Proficiency tests TOEFL and IELTS tests as an instrument for assessing language skills

К содержанию номера журнала: Вестник КАСУ №2 - 2011
Автор: Эстерлейн Яна Александровна

In the modern world, the studying and knowing foreign language is significant. But knowing foreign language means not just possession of the speaking skills. It is possession of all language skills, such as listening, reading, writing and speaking which we need in each and every field of life for successful business. We need listening and reading skill for getting new information, but speaking and writing for sharing the information which we own. According to it the four basic skills are related to each other by two parameters: the mode of communication - oral or written and the direction of communication - receiving or producing the message. Listening and reading are receptive skills while speaking and writing are productive skills. It is worth-mentioning that both receptive and productive skills do not take place simultaneously. Listening precedes speaking and reading precedes writing. Making the best use of receptive and productive skills depends upon the level of the proficiency, which should be assessed during the studying year and at the end of the year with the help of different tasks, exams and tests formats. Such well-known standardized English-language testing programs as TOEFL (The Test of English as a Foreign Language) and CFC (Cambridge First Certificate) tests, which college and universities use to gauge the language skills of prospective international students, can serve as assessment for language abilities.

Gear said: “TOEFL and CFC tests are an examination that intends to evaluate the level of the English language of a foreign speaker.” Moreover, it is commonly one of the aspects included into the entrance exams of any university in the USA, European Union and England. TOEFL test as CFC test consists of four different parts: listening comprehension that occupies approximately 35 minutes and consists of three parts, structure and written expression with time limit 25 minutes composed of two tasks and reading comprehension is 55 minutes, consisting of several passages. The differences between CFC and TOEFL tests are: when TOEFL test consists of just four parts, CFC includes a speaking part more. The difference could be found in the sequence of them, for example if CFC test will start with reading first, TOEFL test will deal with listening. The types of tasks and activities implied in the test differ as well. Moreover, each part of each test will include a various range of tasks, i.e. each part of TOEFL test will mainly be composed of two tasks, whereas CFC will classically contain four different activities, but in any case both of these types of tests involve the four skills: reading, listening, speaking and writing, the assessing of which will help to understand the level of student’s or job applicant’s language proficiency.

There are a lot of reasons for a comprehensive assessment of all four English language skills; we will point just several of them, which are the main in this field:

1. Users of English language proficiency tests like the CFC and TOEFL tests may sometimes be more interested in some language skills (speaking, for instance) than others. However, what they value most often is a person’s ability to communicate in English in a variety of contexts that is likely to involve the use of multiple language skills either singly or in combination.

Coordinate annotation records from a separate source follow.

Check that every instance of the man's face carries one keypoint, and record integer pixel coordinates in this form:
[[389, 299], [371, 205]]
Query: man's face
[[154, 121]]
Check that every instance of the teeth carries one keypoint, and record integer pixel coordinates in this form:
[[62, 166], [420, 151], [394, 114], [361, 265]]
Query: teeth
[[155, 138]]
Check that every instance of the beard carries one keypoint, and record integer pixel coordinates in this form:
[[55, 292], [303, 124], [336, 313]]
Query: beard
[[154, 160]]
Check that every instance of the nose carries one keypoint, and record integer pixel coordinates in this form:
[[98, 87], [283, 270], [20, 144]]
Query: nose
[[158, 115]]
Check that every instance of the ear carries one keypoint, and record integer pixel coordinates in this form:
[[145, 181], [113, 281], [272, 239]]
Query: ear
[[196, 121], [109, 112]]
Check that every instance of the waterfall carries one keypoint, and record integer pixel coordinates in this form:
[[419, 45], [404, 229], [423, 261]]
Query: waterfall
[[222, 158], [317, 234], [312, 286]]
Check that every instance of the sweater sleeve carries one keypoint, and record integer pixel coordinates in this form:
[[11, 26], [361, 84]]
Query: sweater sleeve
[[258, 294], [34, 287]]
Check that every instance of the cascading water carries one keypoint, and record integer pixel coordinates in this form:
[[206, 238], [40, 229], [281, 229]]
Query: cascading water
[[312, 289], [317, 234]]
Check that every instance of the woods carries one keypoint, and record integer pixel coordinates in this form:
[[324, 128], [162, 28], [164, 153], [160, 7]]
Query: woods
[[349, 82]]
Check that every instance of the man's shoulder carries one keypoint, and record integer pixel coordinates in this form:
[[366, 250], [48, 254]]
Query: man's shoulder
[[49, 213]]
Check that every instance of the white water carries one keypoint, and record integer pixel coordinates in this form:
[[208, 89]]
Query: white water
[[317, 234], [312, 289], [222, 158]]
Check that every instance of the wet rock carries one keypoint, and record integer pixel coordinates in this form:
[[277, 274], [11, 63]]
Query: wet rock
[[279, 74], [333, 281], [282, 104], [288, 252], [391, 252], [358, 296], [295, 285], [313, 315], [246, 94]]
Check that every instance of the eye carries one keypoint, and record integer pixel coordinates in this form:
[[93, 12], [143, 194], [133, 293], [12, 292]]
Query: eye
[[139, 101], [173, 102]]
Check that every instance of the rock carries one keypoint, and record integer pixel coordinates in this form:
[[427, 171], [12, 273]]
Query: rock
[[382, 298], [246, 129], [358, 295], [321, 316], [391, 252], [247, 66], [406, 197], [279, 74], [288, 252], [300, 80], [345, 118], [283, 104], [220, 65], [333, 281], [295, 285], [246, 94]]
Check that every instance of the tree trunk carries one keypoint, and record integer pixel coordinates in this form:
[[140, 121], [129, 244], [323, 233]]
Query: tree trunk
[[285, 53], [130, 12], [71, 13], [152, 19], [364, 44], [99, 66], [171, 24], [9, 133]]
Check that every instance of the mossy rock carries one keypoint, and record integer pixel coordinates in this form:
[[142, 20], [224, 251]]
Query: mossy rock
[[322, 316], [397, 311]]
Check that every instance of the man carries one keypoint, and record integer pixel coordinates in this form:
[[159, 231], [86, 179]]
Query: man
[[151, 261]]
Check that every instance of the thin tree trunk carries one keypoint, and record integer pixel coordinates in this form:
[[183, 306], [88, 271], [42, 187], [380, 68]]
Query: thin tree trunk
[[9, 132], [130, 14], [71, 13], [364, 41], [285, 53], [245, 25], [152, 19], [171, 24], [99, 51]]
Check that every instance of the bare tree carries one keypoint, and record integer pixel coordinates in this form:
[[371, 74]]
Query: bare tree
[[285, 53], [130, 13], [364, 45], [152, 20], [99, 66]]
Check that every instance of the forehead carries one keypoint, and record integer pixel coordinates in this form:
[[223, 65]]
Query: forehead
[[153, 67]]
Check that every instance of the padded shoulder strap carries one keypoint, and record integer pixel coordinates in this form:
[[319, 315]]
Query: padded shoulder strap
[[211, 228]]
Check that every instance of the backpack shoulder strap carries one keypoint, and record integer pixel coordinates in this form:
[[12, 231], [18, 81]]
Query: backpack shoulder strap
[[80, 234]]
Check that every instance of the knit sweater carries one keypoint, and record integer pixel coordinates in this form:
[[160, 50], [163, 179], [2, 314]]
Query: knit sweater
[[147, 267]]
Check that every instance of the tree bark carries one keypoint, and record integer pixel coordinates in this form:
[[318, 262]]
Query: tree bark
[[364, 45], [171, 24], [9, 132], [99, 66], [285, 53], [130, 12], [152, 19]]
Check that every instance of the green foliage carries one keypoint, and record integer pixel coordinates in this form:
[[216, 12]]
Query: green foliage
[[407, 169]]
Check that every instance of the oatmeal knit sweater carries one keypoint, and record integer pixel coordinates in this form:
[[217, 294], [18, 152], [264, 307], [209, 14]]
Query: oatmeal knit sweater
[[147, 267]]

2. A more accurate estimate of a person’s skill in any specific area (speaking, for example) can be attained by testing skills not only in that area but in related areas as well. Because the four aspects of language are inextricably intertwined, a measure of ability in a related domain (e.g., listening) can, when used in conjunction with a measure of the target ability (e.g., speaking), add nuance/depth and accuracy to the measurement of the target ability.

3. The four skills are strongly correlated, but not to the degree that a measure of one can substitute perfectly for a measure on another. They are distinct enough, both logically and empirically, that they have to be measured separately. Failing to measure all of these important aspects of proficiency, therefore, may leave critical gaps in a test taker’s language proficiency profile.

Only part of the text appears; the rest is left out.